経済産業省はオフィスビルにおける節電効果について発表しました。

その内容は以下の通りです。

スクロールできます
取り組み内容電力削減量
執務室の冷やしすぎに注意し、無理のない範囲で室温をあげる     4.1%
使用していないエリアは空調を停止する     2.4%
日中の日射を遮るために、ブラインド・カーテン・遮熱フィルム・ひさし・すだれを活用する     3.7%
冷凍機の冷水出口温度を高めに設定し、ターボ冷凍機・ヒートポンプ等の動力を削減する(セントラル空調の場合)     2.4%
参考:経済産業省|夏季の省エネ・節電メニュー P.5
セントラル空調とは

熱源機器を1か所に集中設置し、冷温水を空気調和機に送水して空調する仕組みです。
すべての制御が管理室で行われるため、個人でコントロールできない空調の仕組みであり、主にオフィスビルで採用されています。

この他にも、以下の方法が節電に効果的です。

  • 目詰まりしたフィルターを清掃する
  • 電気室、サーバー室の空調設定温度が低すぎないかを確認し、見直す
  • 室外機周辺の障害物を取り除くとともに、直射日光を避ける
  • 空調機の節電機能(ピークデマンドカット機能等)を活用する
  • 排ガスによる放熱ロスを避けるため、ガス吸引式温水機について空気比の適正化を図る
ピークデマンドカット機能とは

上限となる電気使用量を設定しておくことで、その使用量を上回る可能性があるときに、自動的に使用電力を抑える仕組みです。

上記は節電対策に非常に有効です。
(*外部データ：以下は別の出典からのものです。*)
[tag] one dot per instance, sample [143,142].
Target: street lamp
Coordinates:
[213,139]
エネルギー使用が増える夏の時期は、とくに気をつけましょう。

まとめ

この記事ではAIを活用した空調制御の概要やメリット、導入方法、成功事例などを解説しました。

AIを活用した空調制御では、効率的な空調管理を自動で行うことが可能になります。IoTセンサーが収集したデータを、AIが分析し調整を行うことで、快適な室温と最適なエネルギー効率が得られるのです。

最新の長廣剛教授の研究では、神戸の地下街「さんちか」において、50%の電力量削減が証明されています。

ほかにも実用化に向けた研究が進められており、さらなる技術革新が期待できます。AIによる空調最適化は、今後ますます重要性を増していくでしょう。